Auslöser für die Diskussion war ein Schreiben an die Verwaltung. Darin hatten sich Eigentümer von Reetdachhäusern ein generelles Feuerwerksverbot in Sierksdorf gewünscht. „Angesichts der Brandgefahr ist Silvester für uns seit 30 Jahren der schlimmste Tag des Jahres“, betonte ein Betroffener während der Versammlung.
Höhenfeuerwerk sei im Umkreis von 200 Metern von reetgedeckten Häusern untersagt, das werde jedes Jahr vor Silvester öffentlich bekannt gegeben, erläuterte Bürgermeister Bernhard Markmann, räumte aber ein, dass sich kaum jemand daran halten würde. „Darum wollen wir zur Diskussion stellen, wie wir in den Gremien der Gemeindevertretung damit umgehen sollen.“
Im Haus des Gastes entflammte daraufhin ein Meinungsaustausch zwischen Befürwortern und Gegnern eines solchen Verbotes. Die eine Seite führte wirtschaftliche Aspekte an. Die Region lebe vom Tourismus, vor allem sei das Silvesterfeuerwerk am Strand ein wichtiges Event. Feuerwerk zum Jahreswechsel sei aber auch einfach Tradition.
 
„Der Spaß und die persönliche Freiheit müssen dort aufhören, wo man Menschen gefährdet“, hieß es auf der anderen Seite. Tierschutz, Verletzungsgefahr, Feinstäube und Müll wurden ebenfalls als Argumente für ein Verbot angeführt. Zudem gebe es neben der Insel Amrum bereits viele touristisch geprägte Orte, die zu Silvester auch ohne – oder gerade wegen – eines Feuerwerksverbotes ausgebucht seien, so die Befürworter.

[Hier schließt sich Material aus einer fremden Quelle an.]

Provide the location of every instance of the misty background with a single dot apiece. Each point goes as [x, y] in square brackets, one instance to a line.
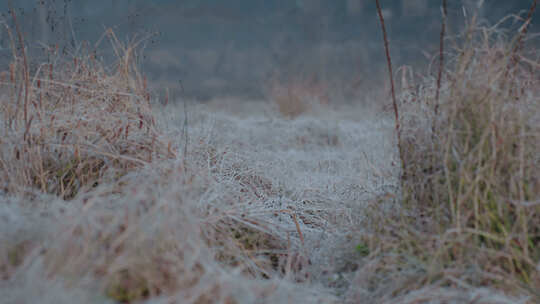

„Mit diesem Thema wurde offensichtlich etwas losgetreten. Darum werden wir es in einer der nächsten Sitzungen auf die Tagesordnung setzen“, kündigte Markmann an. Das Abbrennen von Feuerwerkskörper auf eingeschränkten Flächen und eine markantere Kennzeichnung der Zonen, in denen es bereits verboten ist, wurden ebenfalls als mögliche Regelungen angeführt, die noch besprochen werden sollen. Ein Stimmungsbild der 40 anwesenden Bürger ergab (bei 10 Enthaltungen) eine Mehrheit von 18 Gegnern gegenüber 12 Befürwortern eines generellen Verbotes.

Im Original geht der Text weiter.